T.S. Eliot believed that a poet's significance is measured in relation to dead poets and artists. This is true. When a new grunge-type band comes along, magazines will compare them to Nirvana. When a band emerges that seems to break new ground and becomes an overnight worldwide sensation, they're compared to the Beatles. But that's not exactly what Eliot was getting at. He believed that tradition may indeed define the contemporary, but that the contemporary changes the essence of tradition that itself owns. Apparently Hollywood has lost its originality because lately all they've been spitting out is remakes. Bewitched, superhero movies, 21 Jump Street, all those awful horror movies that Rob Zombie feels compelled to direct, et cetera, et cetera, ET CETERA.

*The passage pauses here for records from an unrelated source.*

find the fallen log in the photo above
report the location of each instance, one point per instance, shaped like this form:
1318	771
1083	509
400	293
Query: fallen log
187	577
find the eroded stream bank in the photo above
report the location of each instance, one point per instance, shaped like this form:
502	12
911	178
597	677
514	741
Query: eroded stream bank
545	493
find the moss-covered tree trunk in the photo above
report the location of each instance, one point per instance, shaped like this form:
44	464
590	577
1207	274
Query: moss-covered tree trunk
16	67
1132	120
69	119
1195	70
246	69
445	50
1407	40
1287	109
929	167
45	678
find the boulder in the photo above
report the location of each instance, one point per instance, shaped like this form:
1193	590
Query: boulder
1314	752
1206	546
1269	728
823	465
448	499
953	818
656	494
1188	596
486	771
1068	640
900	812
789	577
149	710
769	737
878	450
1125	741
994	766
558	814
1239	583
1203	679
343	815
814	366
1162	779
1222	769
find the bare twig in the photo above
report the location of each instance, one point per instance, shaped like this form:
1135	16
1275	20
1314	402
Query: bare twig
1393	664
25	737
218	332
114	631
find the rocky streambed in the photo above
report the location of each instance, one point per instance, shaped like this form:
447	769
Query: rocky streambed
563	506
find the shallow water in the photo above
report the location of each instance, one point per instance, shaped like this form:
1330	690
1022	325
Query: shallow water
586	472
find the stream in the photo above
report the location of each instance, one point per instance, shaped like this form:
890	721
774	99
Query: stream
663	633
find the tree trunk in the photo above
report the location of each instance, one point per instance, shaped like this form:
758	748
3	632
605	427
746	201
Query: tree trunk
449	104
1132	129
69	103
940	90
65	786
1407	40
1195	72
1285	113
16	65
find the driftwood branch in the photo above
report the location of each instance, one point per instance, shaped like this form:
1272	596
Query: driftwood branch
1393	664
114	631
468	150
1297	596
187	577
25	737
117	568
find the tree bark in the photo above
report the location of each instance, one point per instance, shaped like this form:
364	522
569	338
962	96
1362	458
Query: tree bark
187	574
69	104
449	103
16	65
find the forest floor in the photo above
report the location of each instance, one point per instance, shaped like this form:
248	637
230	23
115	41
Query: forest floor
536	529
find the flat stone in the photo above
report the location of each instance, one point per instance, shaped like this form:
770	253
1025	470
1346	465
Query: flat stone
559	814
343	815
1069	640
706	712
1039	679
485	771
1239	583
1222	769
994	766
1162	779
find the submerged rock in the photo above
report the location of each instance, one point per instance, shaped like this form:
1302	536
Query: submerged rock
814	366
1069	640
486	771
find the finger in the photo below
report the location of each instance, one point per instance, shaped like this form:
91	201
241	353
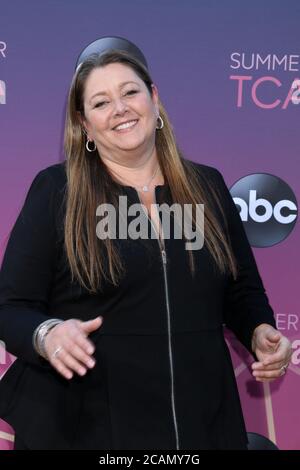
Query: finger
62	369
272	336
71	363
91	325
79	354
84	343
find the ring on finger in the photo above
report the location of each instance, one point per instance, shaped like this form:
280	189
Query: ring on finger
56	352
283	369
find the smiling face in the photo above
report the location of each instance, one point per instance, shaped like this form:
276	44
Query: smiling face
120	113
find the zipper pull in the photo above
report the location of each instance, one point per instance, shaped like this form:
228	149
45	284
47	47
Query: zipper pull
164	256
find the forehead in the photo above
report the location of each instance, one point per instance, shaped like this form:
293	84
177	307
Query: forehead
103	79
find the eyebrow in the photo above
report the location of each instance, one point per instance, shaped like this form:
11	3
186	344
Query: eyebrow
104	93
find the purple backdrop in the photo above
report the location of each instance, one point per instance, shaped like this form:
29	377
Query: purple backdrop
188	46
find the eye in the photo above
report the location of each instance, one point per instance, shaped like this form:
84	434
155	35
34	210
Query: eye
131	92
100	104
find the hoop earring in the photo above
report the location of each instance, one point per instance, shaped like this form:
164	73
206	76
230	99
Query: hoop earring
160	122
88	148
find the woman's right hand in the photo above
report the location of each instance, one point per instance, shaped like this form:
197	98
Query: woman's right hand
68	348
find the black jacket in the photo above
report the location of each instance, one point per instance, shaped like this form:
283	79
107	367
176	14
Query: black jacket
164	378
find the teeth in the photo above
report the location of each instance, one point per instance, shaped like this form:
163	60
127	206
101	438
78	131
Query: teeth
125	125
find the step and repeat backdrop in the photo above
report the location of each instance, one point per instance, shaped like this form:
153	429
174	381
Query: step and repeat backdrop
228	73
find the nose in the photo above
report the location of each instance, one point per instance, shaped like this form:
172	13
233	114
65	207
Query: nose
120	107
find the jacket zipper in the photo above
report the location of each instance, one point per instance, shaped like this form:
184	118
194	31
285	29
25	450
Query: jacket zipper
164	263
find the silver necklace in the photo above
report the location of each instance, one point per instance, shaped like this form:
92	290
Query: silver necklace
144	187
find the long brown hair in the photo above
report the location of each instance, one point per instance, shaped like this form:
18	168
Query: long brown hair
89	184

For example, let's compare The Shop Around the Corner, the 1940 movie starring James Stewart and Margaret Sullavan, and 1998's You've Got Mail starring Tom Hanks and Meg Ryan.


 

The Shop Around the Corner is about two coworkers at a small shop who can't stand each other but are falling in love with each other through the mail, as each other's pen pals. The girl, of course, has no idea who her pen pal is but is falling harder for him with each stroke of the pen while the ever-suave and most romantic Jimmy Stewart finds out that he's fallen for his hated coworker. In You've Got Mail it's pretty much the same except Kathleen Kelley (it's so nice to hear Tom Hanks say my name!) and Joe Fox are rival bookstore owners. They have been communicating via e-mail and Joe finds out that Kathleen is his e-mail friend. It's a perfect movie. The point is, though, that You've Got Mail takes a very familiar storyline from a classic movie made 50 years before and puts a modern twist on it by using e-mail instead of snail mail. Defined by tradition, yes. Modern twist, yes. 

 

And as much as I HATE Across the Universe, I can't help but love what they did to "She's So Heavy." Across the Universe took Beatles' songs from yesteryears and put them in a context relevant to when the Beatles were writing and performing them, transforming the world's youth from a "Leave It to Beaver" kind of perfect to rebels who wouldn't hesitate to "stick it to the man" but they also re-recorded all the songs and had the actors sing them and they messed with the instruments. All in all a very individual move using one of the most prolific bands in the history of music.